Enfin, les époux [G] produisent au débat un échange de mail avec la gestionnaire contentieux locatif de [8] aux termes duquel celle-ci leur indique que s’ils respectent l’arrangement consistant à payer 150 euros en sus de leur loyer courant pour apurer la dette, il ne leur est pas nécessaire de quitter les lieux.
La SA [8] ne fait pas valoir d’intérêt particulier à prendre en compte dans cette décision.
Finalement, bien qu’ils n’aient pas entamé de démarche de relogement, les requérants justifient d’efforts entrepris pour apurer leur dette et reprendre des paiements. Surtout, compte tenu de l’état de santé de Madame [H] [G], récemment hospitalisée, leur expulsion immédiate serait de nature à porter gravement atteinte à leur dignité.
Les critères énumérés à l’article L. 412-4 précité apparaissent réunis pour permettre l’octroi aux époux [G] d’un délai jusqu’au 03 mars 2026 inclus avant l’expulsion.
Il convient toutefois de les alerter sur l’opportunité d’envisager un déménagement entre temps pour trouver un nouveau logement au loyer plus adapté à leurs capacités financières.
Sur les dépens.
Aux termes de l’article 696 du code de procédure civile, la partie perdante est condamnée aux dépens, à moins que le juge, par décision motivée, n’en mette la totalité ou une fraction à la charge d’une autre partie.

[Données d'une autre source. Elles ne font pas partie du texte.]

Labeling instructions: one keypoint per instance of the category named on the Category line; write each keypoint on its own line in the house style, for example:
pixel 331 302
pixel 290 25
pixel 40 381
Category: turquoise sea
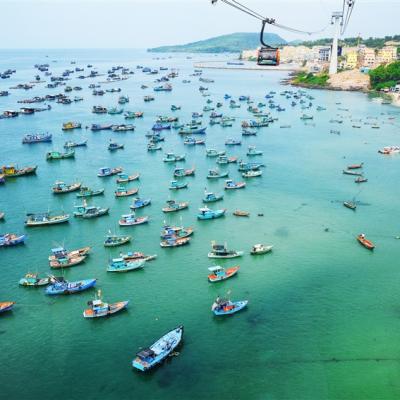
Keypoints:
pixel 323 320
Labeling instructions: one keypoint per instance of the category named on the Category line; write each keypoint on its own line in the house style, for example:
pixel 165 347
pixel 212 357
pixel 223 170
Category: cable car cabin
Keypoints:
pixel 268 56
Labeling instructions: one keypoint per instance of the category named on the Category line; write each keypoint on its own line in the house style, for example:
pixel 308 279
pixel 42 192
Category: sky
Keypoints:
pixel 150 23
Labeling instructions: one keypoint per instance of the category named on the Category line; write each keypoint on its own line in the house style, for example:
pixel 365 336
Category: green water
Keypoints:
pixel 323 315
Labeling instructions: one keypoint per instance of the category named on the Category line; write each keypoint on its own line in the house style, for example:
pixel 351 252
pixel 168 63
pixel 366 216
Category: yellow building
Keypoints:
pixel 352 60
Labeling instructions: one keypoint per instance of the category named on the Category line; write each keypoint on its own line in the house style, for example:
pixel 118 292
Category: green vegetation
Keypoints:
pixel 385 76
pixel 310 79
pixel 233 43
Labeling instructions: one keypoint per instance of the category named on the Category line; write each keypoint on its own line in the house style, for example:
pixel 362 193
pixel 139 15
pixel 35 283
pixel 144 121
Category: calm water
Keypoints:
pixel 323 317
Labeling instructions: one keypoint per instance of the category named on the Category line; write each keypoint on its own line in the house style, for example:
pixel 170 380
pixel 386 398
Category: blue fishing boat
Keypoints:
pixel 149 357
pixel 227 307
pixel 61 286
pixel 120 265
pixel 206 213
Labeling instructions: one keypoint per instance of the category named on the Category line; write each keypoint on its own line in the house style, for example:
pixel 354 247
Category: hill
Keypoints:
pixel 232 43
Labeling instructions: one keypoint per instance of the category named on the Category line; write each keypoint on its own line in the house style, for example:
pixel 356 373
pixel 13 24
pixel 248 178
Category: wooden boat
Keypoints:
pixel 365 242
pixel 227 307
pixel 230 185
pixel 220 274
pixel 42 219
pixel 87 192
pixel 32 279
pixel 11 239
pixel 122 177
pixel 124 192
pixel 240 213
pixel 131 219
pixel 61 286
pixel 61 187
pixel 260 249
pixel 173 206
pixel 139 203
pixel 11 171
pixel 221 251
pixel 156 353
pixel 6 306
pixel 120 265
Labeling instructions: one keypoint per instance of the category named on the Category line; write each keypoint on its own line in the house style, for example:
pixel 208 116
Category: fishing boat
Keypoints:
pixel 11 171
pixel 120 265
pixel 131 219
pixel 113 240
pixel 173 206
pixel 37 138
pixel 227 307
pixel 252 173
pixel 221 251
pixel 258 249
pixel 230 185
pixel 175 185
pixel 32 279
pixel 122 191
pixel 139 203
pixel 206 213
pixel 11 239
pixel 61 187
pixel 106 171
pixel 220 274
pixel 216 174
pixel 57 155
pixel 241 213
pixel 210 197
pixel 86 212
pixel 122 177
pixel 87 192
pixel 61 286
pixel 365 242
pixel 6 306
pixel 70 145
pixel 150 357
pixel 42 219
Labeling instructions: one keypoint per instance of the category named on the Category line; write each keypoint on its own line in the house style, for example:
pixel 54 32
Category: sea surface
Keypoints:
pixel 323 320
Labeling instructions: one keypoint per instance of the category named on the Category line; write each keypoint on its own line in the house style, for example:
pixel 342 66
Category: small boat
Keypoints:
pixel 175 185
pixel 240 213
pixel 106 171
pixel 227 307
pixel 113 240
pixel 131 219
pixel 122 177
pixel 42 219
pixel 173 206
pixel 61 187
pixel 61 286
pixel 97 308
pixel 120 265
pixel 6 306
pixel 150 357
pixel 220 274
pixel 87 192
pixel 139 203
pixel 32 279
pixel 365 242
pixel 230 185
pixel 221 251
pixel 122 191
pixel 260 249
pixel 206 213
pixel 11 239
pixel 210 197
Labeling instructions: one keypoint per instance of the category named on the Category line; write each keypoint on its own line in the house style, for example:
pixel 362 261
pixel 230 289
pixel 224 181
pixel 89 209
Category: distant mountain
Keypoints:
pixel 232 43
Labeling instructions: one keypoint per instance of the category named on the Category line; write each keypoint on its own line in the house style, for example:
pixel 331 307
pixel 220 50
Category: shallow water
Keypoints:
pixel 323 315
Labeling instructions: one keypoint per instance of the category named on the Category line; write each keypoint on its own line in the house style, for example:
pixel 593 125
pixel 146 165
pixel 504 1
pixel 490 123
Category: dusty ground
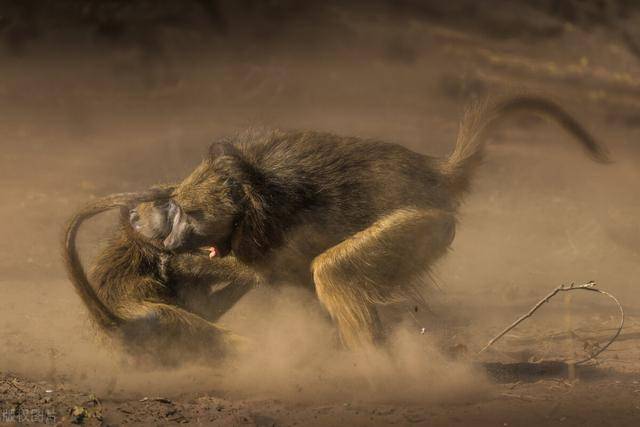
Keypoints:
pixel 75 124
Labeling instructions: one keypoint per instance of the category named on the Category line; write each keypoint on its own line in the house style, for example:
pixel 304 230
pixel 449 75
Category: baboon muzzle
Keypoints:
pixel 179 227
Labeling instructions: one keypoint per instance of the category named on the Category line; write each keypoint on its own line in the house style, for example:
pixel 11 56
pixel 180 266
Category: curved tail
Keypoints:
pixel 101 313
pixel 480 120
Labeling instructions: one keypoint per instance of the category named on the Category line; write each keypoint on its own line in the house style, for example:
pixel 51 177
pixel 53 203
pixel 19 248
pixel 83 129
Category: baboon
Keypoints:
pixel 161 305
pixel 359 220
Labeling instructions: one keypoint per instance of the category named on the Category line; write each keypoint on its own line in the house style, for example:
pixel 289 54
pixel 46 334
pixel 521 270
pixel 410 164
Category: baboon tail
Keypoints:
pixel 479 120
pixel 101 313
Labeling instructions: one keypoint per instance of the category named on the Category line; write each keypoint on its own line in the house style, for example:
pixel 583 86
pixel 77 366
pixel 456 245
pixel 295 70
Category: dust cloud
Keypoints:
pixel 85 122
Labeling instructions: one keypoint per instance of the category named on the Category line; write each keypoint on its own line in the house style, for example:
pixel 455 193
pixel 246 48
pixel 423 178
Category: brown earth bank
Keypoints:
pixel 110 98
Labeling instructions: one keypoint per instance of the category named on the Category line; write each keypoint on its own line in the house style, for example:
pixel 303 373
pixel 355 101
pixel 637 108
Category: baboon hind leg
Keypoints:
pixel 379 265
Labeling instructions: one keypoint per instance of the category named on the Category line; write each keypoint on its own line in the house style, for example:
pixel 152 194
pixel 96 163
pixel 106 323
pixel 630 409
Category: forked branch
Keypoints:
pixel 589 286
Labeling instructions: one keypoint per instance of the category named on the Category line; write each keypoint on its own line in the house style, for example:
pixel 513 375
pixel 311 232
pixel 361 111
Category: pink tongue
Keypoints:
pixel 213 252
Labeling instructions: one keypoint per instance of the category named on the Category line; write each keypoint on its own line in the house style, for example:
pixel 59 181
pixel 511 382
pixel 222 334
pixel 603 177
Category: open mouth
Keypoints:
pixel 213 251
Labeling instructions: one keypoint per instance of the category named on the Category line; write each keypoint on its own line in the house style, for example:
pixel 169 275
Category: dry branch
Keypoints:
pixel 589 286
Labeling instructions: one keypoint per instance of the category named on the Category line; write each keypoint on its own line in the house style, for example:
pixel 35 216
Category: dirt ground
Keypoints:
pixel 84 121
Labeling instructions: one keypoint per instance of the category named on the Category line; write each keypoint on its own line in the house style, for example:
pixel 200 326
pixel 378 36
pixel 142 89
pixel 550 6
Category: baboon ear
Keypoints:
pixel 221 148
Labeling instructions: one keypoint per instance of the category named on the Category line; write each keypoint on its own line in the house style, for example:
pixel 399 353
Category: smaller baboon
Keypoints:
pixel 360 221
pixel 161 305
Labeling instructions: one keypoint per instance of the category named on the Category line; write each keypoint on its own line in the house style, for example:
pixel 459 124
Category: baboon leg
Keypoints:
pixel 379 265
pixel 174 332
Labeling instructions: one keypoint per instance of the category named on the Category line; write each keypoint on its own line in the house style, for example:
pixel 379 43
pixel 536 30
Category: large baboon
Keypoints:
pixel 360 220
pixel 160 304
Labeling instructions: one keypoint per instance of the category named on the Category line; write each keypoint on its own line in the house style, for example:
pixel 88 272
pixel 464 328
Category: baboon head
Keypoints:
pixel 206 206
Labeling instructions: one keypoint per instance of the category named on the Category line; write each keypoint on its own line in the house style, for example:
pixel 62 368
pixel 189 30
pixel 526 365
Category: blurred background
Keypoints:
pixel 106 96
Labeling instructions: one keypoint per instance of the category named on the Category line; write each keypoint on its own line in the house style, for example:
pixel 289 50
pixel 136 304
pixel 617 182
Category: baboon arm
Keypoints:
pixel 173 331
pixel 379 265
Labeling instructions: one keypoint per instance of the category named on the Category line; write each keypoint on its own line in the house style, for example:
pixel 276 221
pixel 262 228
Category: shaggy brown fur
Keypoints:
pixel 360 220
pixel 161 305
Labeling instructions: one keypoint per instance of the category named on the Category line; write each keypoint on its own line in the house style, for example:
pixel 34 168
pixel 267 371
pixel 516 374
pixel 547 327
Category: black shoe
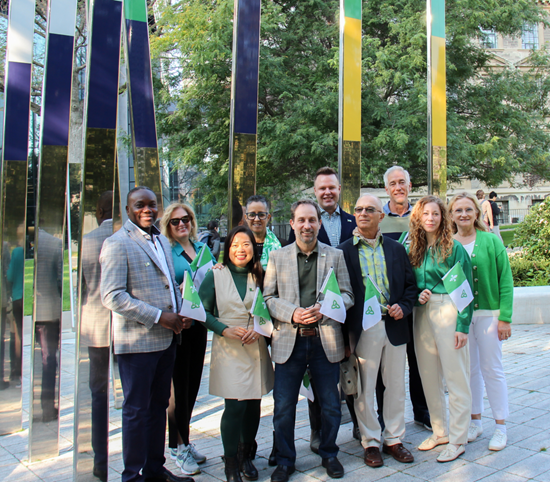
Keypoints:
pixel 334 467
pixel 244 454
pixel 167 476
pixel 282 473
pixel 100 474
pixel 272 462
pixel 232 473
pixel 315 441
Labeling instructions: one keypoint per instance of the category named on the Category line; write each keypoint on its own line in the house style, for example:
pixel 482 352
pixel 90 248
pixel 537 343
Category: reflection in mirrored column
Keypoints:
pixel 13 188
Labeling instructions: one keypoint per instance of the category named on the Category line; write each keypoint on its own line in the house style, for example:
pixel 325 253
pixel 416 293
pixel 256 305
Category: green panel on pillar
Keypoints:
pixel 352 9
pixel 438 18
pixel 135 10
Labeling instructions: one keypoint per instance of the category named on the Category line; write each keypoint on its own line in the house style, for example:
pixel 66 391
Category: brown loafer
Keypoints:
pixel 399 453
pixel 373 457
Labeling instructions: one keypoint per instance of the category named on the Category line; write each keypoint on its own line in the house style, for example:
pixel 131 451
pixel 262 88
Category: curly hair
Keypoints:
pixel 165 228
pixel 419 241
pixel 478 223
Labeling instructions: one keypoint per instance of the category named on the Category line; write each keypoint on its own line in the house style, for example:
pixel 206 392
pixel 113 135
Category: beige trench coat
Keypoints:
pixel 237 371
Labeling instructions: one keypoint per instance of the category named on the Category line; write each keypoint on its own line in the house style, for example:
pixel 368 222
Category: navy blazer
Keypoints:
pixel 348 225
pixel 403 291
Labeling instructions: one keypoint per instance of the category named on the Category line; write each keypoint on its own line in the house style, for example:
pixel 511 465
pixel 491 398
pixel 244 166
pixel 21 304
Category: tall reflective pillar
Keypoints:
pixel 437 99
pixel 244 107
pixel 50 230
pixel 13 207
pixel 349 112
pixel 93 335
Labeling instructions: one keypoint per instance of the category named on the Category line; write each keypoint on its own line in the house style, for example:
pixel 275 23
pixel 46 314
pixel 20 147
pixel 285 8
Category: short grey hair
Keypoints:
pixel 393 169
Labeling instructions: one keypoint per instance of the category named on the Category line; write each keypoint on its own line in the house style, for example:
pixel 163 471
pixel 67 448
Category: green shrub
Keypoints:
pixel 530 270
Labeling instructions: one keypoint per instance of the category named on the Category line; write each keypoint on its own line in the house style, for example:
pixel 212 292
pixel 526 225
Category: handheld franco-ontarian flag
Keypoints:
pixel 201 265
pixel 333 304
pixel 192 304
pixel 457 286
pixel 262 319
pixel 372 313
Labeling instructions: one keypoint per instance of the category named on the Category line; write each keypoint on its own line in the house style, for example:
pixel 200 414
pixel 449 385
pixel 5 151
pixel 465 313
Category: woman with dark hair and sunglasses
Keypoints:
pixel 240 368
pixel 440 331
pixel 179 225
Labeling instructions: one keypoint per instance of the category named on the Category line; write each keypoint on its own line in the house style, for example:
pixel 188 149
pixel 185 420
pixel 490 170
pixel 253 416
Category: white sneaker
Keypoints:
pixel 474 431
pixel 186 462
pixel 450 453
pixel 498 441
pixel 432 442
pixel 199 458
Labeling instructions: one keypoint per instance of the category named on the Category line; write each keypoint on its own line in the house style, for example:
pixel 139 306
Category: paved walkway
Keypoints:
pixel 527 457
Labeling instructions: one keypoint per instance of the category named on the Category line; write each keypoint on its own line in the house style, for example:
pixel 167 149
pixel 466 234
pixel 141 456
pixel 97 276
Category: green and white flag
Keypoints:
pixel 457 286
pixel 201 265
pixel 333 304
pixel 372 313
pixel 262 319
pixel 192 304
pixel 305 388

En l’espèce, la SA [8] succombe suite à l’octroi d’un délai aux époux [G]. Néanmoins, ce délai visant à différer l’exécution de la décision d’expulsion rendue en la faveur de la SA [8], l’équité commande de dire que les dépens seront à la charge des époux [G].
PAR CES MOTIFS
La juge de l’exécution, statuant par jugement contradictoire prononcé par mise à disposition au greffe et susceptible d’appel,
SUSPEND la procédure d’expulsion diligentée à l’encontre de Monsieur [Z] [G] et Madame [H] [G] ;
AUTORISE Monsieur [Z] [G] et Madame [H] [G] à se maintenir dans les lieux jusqu’au 03 mars 2026 inclus ;
CONDAMNE Monsieur [Z] [G] et Madame [H] [G] aux dépens de l’instance ;
RAPPELLE que le présent jugement est immédiatement exécutoire, le délai d’appel et l’appel lui-même des décisions du juge de l’exécution n’ayant pas d’effet suspensif en application de l’article R121-21 du code des procédures civiles d’exécution ;
RAPPELLE que ce jugement est susceptible d’appel auprès du greffe de la cour d’appel de [Localité 6] dans un délai de 15 jours à compter de sa notification, le cas échéant par commissaire de justice ;
En foi de quoi le présent jugement a été signé par la juge et la greffière.